Я точно передаю слова купца Лоумы, а лицо учителя неудержимо расплывается в улыбке. И тут класс взрывается. Сорок детских глоток орут, вопят, гогочут:

— Первый апрель — никому не верь!

Все еще ничего не понимая, я поворачиваюсь к ним лицом и вижу, как они подпрыгивают на лавках, показывают мне нос, тычут в меня пальцами и издевательски гогочут. Они никогда не любили меня и вовсе возненавидели с тех пор, как я завладел Франтиком и он выступает против них. Сегодня учитель отдал им меня на растерзание.

Один только Франтик Мунзар сидит неподвижно, насупясь.

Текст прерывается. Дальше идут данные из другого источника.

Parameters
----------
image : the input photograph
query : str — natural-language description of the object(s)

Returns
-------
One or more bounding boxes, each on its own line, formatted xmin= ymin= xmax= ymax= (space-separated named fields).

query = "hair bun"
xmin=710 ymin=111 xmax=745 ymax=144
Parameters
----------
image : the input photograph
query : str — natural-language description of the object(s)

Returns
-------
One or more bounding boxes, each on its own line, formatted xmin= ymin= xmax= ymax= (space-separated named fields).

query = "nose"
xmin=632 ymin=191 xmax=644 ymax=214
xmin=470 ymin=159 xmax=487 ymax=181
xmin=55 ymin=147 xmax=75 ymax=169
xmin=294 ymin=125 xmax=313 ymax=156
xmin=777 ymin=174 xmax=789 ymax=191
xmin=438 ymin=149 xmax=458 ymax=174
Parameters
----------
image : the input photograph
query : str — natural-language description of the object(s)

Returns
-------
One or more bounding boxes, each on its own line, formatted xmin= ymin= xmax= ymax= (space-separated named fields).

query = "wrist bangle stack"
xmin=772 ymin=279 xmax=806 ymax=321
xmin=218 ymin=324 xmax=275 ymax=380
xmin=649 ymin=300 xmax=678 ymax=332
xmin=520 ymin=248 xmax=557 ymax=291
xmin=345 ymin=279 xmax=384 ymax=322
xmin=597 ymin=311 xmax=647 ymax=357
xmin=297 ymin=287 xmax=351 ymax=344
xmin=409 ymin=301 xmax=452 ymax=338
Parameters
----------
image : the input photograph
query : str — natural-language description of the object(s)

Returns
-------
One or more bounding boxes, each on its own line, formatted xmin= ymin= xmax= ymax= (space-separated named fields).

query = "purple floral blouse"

До меня доходит наконец, что я стал жертвой шутки, подстроенной учителем, и теперь выставлен всем на посмешище.

Учитель Зимак присоединяется к общему веселью и смеется у меня над головой заливистым, здоровым, сильным, хорошо модулированным певческим смехом. Шутка удалась на славу, никогда еще на его излюбленную ежегодную шутку, рассчитанную на первоклашек, не нарывался такой тютя, как я. Заметив, что у меня дрожит подбородок, будто я собираюсь заплакать, он покровительственно хлопает меня по плечу и говорит:

— Ты ведь не распустишь нюни, этакий молодчага. Это же шутка, и называется «первый апрель — никому не верь».

Мне удается то, что до сих пор никогда не удавалось: я превозмогаю в себе желание заплакать от ярости, бить, колотить ногами и пронзительно визжать. Я проглатываю слезы; огромный горячий ком, прожигая себе путь, спускается куда-то внутрь. Плакать я не стану, не стану, но когда-нибудь рассчитаюсь с вами.

VII

Я держу Франтика Мунзара и повелеваю им. В голове моей то и дело возникают какие-то замыслы, неутомимое беспокойство подхлестывает, гонит меня, словно я должен отомстить кому-то, все равно кому, хоть я и сам толком не знаю, кому мстить и за что. Оттого, наверное, что я чувствую себя особенным, не таким, как другие, я стремлюсь быть великим, лучше всех, а они не хотят этого ни замечать, ни признавать.

На набережной Франтишека и в окрестностях Анежского монастыря нет уголка, куда бы мы с Франтиком не проникли и не заявили о себе своими проделками. В те поры набережная Влтавы еще не была приведена в порядок, подмытый песчаный берег кусками обваливался прямо в воду. На бесчисленных приколах были нанизаны целые гроздья рыбацких лодок.